Inhumans Star Eme Ikwuakor Tells The Truth About What Went Wrong With The Show - Exclusive
"Inhumans" is widely acknowledged as one of the few out-and-out failures associated with Marvel since the advent of the Marvel Cinematic Universe in 2008. Originally announced in 2014 as a feature film that would premiere in November 2018 as part of Marvel's Phase Three slate, the movie was instead repurposed as a TV project under the Marvel Television banner, which was at the time separately run from Marvel Studios although also owned by parent company Disney.
When the first two episodes of "Inhumans" debuted with a two-week run in IMAX theaters in late September 2017, followed by a premiere on ABC-TV, the show was met with almost universal derision. Fans were confused by seeing what essentially looked like a TV movie on IMAX screens instead of the Marvel spectacles they had come to expect. Even on TV, the visuals, costumes, design and some of the acting was deemed cheap and atrocious. After its eight-episode run, the series was quietly canceled by Marvel and ABC (Marvel Television was later folded into Marvel Studios).
What went wrong? In the comics, the Inhumans — a race of enhanced humans given astounding powers via experiments conducted by the alien race the Kree during the early days of humankind — had a rich mythology and cast of characters, and were seen by some fans as a replacement in the MCU for the X-Men, back before those characters returned to the Marvel Studios fold.

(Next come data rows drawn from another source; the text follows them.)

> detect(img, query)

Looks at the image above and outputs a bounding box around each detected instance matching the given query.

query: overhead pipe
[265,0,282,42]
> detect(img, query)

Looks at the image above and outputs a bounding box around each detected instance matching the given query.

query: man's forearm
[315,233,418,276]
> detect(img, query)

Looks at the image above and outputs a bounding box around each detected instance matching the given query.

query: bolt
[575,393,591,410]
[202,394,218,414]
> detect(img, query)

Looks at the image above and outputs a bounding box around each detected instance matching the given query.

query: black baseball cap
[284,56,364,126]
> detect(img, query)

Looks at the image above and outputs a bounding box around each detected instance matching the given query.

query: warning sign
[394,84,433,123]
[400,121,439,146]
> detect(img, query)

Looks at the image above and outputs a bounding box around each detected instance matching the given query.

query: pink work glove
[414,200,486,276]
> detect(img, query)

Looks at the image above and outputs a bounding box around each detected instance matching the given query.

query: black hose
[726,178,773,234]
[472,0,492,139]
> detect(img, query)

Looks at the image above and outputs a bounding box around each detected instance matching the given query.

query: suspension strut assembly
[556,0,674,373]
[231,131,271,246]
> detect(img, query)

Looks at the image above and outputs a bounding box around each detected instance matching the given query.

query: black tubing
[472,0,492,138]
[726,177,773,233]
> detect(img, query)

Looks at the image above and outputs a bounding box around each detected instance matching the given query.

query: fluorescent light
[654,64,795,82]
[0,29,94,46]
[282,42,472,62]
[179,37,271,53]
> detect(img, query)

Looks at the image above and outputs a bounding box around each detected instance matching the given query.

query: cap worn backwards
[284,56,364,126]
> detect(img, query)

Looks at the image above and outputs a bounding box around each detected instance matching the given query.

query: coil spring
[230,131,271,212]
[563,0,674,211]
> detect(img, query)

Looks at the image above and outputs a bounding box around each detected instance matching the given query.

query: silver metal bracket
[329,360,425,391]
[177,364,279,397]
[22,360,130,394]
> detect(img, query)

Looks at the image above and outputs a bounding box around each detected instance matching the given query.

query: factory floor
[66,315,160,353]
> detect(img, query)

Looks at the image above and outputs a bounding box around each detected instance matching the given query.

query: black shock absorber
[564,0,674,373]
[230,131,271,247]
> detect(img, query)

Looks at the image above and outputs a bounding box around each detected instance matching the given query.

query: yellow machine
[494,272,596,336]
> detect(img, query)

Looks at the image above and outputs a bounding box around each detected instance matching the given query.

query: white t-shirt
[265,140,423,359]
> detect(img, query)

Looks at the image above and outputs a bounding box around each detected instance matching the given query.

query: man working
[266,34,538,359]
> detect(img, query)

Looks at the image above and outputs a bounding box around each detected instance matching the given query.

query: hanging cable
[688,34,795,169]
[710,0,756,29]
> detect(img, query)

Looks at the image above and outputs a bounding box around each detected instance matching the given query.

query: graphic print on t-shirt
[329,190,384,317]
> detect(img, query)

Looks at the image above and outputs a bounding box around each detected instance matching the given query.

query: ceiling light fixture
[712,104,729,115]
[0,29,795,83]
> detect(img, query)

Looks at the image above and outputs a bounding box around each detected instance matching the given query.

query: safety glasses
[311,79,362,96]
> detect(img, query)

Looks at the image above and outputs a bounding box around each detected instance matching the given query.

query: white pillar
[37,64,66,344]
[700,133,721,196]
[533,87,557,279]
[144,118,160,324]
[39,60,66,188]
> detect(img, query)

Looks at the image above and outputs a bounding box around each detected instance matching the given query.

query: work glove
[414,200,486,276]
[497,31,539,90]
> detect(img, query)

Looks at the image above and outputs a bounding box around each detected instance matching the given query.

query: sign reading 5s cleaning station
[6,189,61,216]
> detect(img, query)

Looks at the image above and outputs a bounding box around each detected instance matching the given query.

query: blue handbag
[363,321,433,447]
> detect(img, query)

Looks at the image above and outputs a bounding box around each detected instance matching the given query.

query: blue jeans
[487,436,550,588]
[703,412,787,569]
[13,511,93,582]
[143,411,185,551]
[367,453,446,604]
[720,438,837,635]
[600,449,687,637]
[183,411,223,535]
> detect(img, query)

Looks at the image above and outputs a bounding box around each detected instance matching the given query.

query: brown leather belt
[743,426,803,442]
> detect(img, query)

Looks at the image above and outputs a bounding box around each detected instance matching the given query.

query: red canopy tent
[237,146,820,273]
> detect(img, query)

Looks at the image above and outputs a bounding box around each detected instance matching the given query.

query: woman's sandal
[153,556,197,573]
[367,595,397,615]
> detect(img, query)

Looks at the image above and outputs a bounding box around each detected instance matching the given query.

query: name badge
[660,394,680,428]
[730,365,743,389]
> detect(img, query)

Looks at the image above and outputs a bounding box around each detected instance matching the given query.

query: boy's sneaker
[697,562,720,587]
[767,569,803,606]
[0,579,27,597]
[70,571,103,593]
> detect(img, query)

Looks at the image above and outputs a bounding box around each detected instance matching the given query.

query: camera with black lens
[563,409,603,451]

Actor Eme Ikwuakor, who played the Inhuman named Gorgon on the series, has his own ideas about why the show went south. "I wish that it would have been better received," he tells Looper in an exclusive interview. "You can't help what people are going to like and what people don't like."
Eme Ikwuakor's theory on why Inhumans flopped
Eme Ikwuakor, currently starring in Roland Emmerich's new space disaster yarn, "Moonfall," is quick to say that the actual production of "Inhumans" was a positive experience for him in many ways. "One of the things I always wanted to do was to play a superhero," he says. "That was one of my goals. Being able to do that was actually a dream. It was playing this character of size in Hawaii, with such an amazing cast who are still all friends today. That's a gift that I'll never take away."
Ikwuakor is equally fast to elaborate on what he thinks was one reason why "Inhumans" sank. "I think one of the things that made it a little bit tough was the way that it was released," he explains. "We were getting compared to movies instead of being compared to, in my opinion, what should have been an ABC television show. I think that's probably one of the things that made it difficult to really get off the ground because they're expecting to see 'Thor: Ragnarok' on TV when we had the budget for something on The CW or 'Agents of S.H.I.E.L.D.'"
Ikwuakor adds that another source of fan speculation — that the Inhumans would stand in for mutants in the MCU — didn't do "Inhumans" any favors.
"People thought that we were trying to replace the X-Men, which we weren't trying to do at all," he says. "It sucks because you wish that it could have gone farther and you wish you could have done more, but it was still a gift to do it, and the relationships that we had were just amazing."
"Inhumans" can be streamed in its entirety on Disney+.